Rumors, opinions and wishful thinking all through the pecan supply chain have been making the rounds concerning this year’s crop and current pricing trends at the commercial and retail levels.
When we all bought into the idea of a marketing order with data and reporting promised, none of us could have believed we would be 7 years into data collection and reporting and still have no faith in the constantly changing seemingly made up numbers reported by the APC and its staff, but here we are.
While we currently can not rely on the data published by the APC we can look at what we do know about this year’s crop.
Pecan cold storage levels are low. Looking at the data over the last few years we see that this is some of the lowest pecan cold storage levels we have seen in nearly a decade.

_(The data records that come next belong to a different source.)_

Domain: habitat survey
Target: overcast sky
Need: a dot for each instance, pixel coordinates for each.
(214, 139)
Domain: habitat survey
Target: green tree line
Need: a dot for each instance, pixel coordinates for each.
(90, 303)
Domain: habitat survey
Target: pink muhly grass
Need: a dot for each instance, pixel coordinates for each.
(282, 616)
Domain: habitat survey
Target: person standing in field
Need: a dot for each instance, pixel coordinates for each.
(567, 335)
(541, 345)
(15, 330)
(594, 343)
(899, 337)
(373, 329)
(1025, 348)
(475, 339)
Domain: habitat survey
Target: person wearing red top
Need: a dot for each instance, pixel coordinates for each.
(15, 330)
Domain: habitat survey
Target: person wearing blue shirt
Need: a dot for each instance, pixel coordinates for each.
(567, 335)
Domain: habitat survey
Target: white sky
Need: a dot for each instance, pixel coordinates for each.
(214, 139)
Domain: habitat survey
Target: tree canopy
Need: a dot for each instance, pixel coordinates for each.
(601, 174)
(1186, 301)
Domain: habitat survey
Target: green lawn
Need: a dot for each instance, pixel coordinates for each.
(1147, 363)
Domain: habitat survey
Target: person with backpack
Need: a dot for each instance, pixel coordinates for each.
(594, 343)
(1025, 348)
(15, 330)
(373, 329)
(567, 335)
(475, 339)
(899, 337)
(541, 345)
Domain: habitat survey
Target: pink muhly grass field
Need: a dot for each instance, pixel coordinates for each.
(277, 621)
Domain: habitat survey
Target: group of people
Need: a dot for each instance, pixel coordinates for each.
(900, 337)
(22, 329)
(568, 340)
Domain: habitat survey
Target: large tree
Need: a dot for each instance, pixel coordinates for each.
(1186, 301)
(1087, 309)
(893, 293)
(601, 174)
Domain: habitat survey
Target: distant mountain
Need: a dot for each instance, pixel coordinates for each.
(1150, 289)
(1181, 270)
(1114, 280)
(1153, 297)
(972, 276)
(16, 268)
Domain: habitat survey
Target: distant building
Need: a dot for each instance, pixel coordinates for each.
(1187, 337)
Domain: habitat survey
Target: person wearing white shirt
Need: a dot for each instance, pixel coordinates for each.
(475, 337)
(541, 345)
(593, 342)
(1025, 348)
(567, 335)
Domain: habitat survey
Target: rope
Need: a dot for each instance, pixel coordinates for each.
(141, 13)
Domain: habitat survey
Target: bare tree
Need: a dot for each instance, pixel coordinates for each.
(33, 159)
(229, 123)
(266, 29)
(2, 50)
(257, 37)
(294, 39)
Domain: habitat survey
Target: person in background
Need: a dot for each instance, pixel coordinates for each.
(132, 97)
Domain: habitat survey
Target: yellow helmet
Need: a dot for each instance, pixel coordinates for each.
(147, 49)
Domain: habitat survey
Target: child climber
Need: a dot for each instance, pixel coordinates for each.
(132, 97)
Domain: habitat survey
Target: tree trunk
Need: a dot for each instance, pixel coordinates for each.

Handler Inventory is Low. Yes I know this data can not be trusted, but while the APC staff regularly changes the data with no notice, it is some semblance of a data point and I believe the APC board members are now working to right the ship.
Georgia will not make 100 million pounds this year. Even before Hurricane Idalia wiped out a large portion of the pecan crop in southeast Georgia and parts of North Carolina, Georgia would not have produced 100 million pounds. The Georgia pecan crop is still made up of a significant amount of older orchards and the Stuart crop on older trees is just not there this year. Even on younger varieties we are experiencing an off year across the state.
Texas with the exception of West Texas will have a light crop. After recently speaking with growers from the middle Texas region the crop there has been under severe drought conditions.
China is buying more pecans. The Chinese market is still buying pecans and will likely again be the largest buyer in the export markets. Early harvest nuts are being offered at 2.7 and higher and since the Chinese New Year celebrations fall in February this year buyers have a little more time to negotiate so prices may rise even further if this crop turns out to be smaller than expected.
New markets in Korea and India are purchasing and pushing consumption higher. While the existing markets continue to hold up purchasing levels, we are now seeing new markets begin to develop a taste for American pecans and we are seeing an uptick in consumption in these areas.
As we move forward into the coming harvest season we will quickly get a better idea of the crop size and the ability of shellers and brokers to suppress the commercial in-shell market. For now on our farm we won’t be entertaining any lowball prices and I would suggest you consider the same on your farm sales.